Ich kann mit ihm BF3 problemlos zocken! Alle Grafikeinstellungen auf Ultra! 
Doch bei MW3 sürzt er nach einer Zeit ab und bootet neu. Ohne Bluescreen oder sonnst was. Nur beim booten kommt die Frage ob ich den Pc normal starten will.

Ich habe meine Grafikkarte auf die Temperatur geprüft (bis 80 C° beim zocken) aber ih hab mit einem Programm die Ventilatoren verstärkt und die Graka blieb bei ~ 50 C°.

Bitte dringend um Hilfe! 

Danke , kuPAx.


----------



## Herbboy (18. Februar 2012)

Sind denn die Treiber für ALLES aktuell? Hast Du irgendwas nachträglich in den PC eingebaut?


----------



## kuPAx (18. Februar 2012)

Bei welchen treibern sollte ich nachschauen? Außer von der Grafikkarte? 
Und ja mein NT war hopps und ich habe es eingeschickt. Die haben es dann durch ein neues NT ersetzt.


----------



## Herbboy (18. Februar 2012)

War es denn ein baugleiches Netzteil?
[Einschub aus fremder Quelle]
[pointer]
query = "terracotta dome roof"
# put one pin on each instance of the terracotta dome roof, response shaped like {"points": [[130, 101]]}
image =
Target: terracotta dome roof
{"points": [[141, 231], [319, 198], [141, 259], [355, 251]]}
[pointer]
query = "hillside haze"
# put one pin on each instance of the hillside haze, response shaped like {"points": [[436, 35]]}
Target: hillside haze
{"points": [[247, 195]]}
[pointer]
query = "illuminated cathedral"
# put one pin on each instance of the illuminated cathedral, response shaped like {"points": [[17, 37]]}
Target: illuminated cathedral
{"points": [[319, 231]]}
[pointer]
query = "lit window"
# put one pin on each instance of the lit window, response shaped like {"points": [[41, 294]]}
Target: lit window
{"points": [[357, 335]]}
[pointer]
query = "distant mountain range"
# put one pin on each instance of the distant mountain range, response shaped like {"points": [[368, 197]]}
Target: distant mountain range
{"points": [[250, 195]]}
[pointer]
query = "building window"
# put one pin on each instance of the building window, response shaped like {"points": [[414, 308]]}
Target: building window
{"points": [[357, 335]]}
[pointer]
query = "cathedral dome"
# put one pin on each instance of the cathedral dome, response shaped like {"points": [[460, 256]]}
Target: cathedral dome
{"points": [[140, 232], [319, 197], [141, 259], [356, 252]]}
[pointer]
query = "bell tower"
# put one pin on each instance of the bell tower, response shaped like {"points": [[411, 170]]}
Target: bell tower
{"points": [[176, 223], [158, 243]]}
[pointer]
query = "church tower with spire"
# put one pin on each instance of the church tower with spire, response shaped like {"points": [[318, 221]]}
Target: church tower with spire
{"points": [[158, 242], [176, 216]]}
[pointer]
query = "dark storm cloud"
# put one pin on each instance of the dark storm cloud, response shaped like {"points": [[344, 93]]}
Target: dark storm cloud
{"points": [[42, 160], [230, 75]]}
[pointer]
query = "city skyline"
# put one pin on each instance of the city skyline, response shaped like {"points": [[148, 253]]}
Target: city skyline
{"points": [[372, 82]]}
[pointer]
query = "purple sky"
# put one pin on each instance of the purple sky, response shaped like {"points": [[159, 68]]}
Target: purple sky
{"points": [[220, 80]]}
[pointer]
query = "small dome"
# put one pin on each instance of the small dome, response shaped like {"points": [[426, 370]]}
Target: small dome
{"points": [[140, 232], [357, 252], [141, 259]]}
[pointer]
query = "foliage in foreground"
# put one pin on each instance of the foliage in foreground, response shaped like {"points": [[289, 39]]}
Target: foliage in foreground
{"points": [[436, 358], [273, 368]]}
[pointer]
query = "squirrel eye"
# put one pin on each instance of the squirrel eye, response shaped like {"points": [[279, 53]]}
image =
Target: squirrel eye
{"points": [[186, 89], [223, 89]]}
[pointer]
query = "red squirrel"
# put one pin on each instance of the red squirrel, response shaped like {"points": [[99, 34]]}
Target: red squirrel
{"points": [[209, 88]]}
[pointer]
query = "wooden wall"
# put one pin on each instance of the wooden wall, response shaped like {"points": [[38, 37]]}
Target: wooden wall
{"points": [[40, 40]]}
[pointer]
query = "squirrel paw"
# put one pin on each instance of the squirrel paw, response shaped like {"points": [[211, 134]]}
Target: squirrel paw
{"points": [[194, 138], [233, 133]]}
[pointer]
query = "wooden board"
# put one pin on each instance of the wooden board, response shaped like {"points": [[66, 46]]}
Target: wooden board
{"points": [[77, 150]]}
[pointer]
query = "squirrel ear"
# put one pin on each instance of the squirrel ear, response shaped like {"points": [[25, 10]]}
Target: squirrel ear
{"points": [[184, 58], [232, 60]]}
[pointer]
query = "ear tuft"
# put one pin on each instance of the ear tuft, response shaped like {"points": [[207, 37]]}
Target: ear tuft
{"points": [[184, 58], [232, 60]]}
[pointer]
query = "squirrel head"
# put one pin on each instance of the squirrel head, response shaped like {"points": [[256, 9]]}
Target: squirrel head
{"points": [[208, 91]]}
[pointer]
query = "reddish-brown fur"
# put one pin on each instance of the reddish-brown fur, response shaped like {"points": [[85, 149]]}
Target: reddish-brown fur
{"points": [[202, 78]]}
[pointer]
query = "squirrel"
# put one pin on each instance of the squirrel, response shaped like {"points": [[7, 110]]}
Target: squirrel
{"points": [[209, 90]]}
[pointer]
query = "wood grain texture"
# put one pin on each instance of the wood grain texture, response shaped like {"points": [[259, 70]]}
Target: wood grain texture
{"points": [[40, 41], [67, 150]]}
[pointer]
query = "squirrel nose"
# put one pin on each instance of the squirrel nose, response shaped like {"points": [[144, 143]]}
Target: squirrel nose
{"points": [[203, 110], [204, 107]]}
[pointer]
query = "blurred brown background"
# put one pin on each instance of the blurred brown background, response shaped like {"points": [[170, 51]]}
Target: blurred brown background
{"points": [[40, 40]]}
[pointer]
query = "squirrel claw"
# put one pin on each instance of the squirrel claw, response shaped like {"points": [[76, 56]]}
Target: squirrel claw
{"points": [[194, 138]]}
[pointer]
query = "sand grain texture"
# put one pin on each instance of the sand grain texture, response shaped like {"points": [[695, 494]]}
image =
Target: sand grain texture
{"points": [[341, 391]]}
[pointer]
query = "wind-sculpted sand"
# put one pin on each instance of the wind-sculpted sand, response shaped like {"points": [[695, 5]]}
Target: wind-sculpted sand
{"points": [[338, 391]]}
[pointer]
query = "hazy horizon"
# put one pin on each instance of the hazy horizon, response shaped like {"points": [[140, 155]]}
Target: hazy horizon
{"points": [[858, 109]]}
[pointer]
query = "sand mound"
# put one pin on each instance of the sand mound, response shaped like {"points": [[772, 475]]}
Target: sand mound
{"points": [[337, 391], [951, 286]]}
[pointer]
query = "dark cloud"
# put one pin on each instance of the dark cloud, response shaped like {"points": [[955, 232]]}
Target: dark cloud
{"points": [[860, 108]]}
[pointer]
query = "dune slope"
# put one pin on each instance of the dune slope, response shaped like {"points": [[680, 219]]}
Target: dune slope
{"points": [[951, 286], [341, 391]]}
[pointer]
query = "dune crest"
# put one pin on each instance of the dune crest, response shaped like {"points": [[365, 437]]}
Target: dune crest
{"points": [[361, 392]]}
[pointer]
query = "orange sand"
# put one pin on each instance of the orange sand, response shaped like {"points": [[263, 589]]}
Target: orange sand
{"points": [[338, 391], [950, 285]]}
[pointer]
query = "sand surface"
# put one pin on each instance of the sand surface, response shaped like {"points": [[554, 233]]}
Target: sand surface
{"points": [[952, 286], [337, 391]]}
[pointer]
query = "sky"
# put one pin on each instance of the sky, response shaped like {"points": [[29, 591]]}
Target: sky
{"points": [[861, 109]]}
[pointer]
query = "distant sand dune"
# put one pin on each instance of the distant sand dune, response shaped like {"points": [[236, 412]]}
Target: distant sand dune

PC aus klingt sehr nach zu schwachem Netzteil, wobei es seltsam ist, dass es bei MW3 passiert. Denn BF3 ist an sich anspruchsvoller. 

Bei den Treibern: Mainboard, SOund und alle Windowsupdates mal abrufen, die Du bekommen kannst. Ach ja: falls Du nen Virenscanner und ne Firewall hast, dann deaktivier die mal - vlt. sind die es auch schuld.


----------



## kuPAx (18. Februar 2012)

ja das es bei BF3 geht verwirrt mich total -.-

Ich hab den Grakatreiber jetzt auf der Nvidia Seite geupdatet! Denn bei Gerätemanager stand immer er wäre auf dem neusten Stand..
Ich versuchs jz mal mit dem neuen Treiber und ohne Virenschutz.


----------



## Herbboy (18. Februar 2012)

Ja, die Anzeigen von Windows sind nicht immer ganz aktuell, da ist es echt besser, direkt bei nvidia und beim boardhersteller nachzusehen.


----------



## kuPAx (18. Februar 2012)

Bringt auch nix -.- wieder abgekackt.. Kann es vlt sein das das Netzteil-kabel kaputt ist? und irgendwas zu wenig strom bekommt? :/


----------



## Herbboy (18. Februar 2012)

Wäre denkbar, aber an sich bauen die da ja Netzteile ein, die auf jeden Fall ausreichen. Vlt steck mal die Festplatte und das DVD-LW an ein GANZ anderes Kabel an als das, wo es jetzt dran ist - wäre möglich, dass Graka und Laufwerke den gleichen "internen" 12V-Strang nutzen und das dann grad so nicht reicht.


----------



## kuPAx (18. Februar 2012)

Ja das kabel haben sie nciht ausgetauscht.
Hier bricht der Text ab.